Front instabilities in evaporatively dewetting nanofluids

TL;DR

This paper investigates the formation of branched structures in evaporating nanofluids, using a modified Monte Carlo model to analyze the instability of dewetting fronts driven by solvent evaporation and nanoparticle diffusion.

Contribution

It introduces a modified Monte Carlo model to study the transverse fingering instability in evaporating nanofluid films, highlighting the effects of various parameters on pattern formation.

Findings

Dewetting fronts develop transverse fingering instabilities.

Pattern characteristics depend on chemical potential, nanoparticle mobility, and concentration.

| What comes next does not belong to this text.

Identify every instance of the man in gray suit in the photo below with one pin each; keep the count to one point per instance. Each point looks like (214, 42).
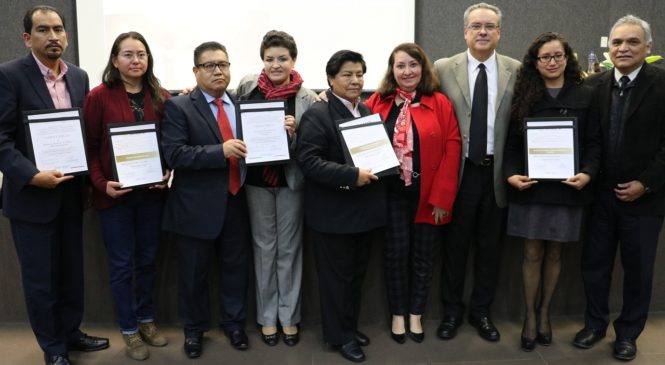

The instability mechanism is explained through model analysis.

Abstract

Various experimental settings that involve drying solutions or suspensions of nanoparticles -- often called nanofluids -- have recently been used to produce structured nanoparticle layers. In addition to the formation of polygonal networks and spinodal-like patterns, the occurrence of branched structures has been reported. After reviewing the experimental results we use a modified version of the Monte Carlo model first introduced by Rabani et al. [Nature 426, 271 (2003)] to study structure formation in evaporating films of nanoparticle solutions for the case that all structuring is driven by the interplay of evaporating solvent and diffusing nanoparticles. After introducing the model and its general behavior we focus on receding dewetting fronts which are initially straight but develop a transverse fingering instability. We analyze the dependence of the characteristics of the resulting branching patterns on the driving chemical potential, the mobility and concentration of the nanoparticles, and the interaction strength between liquid and nanoparticles. This allows us to understand the underlying instability mechanism.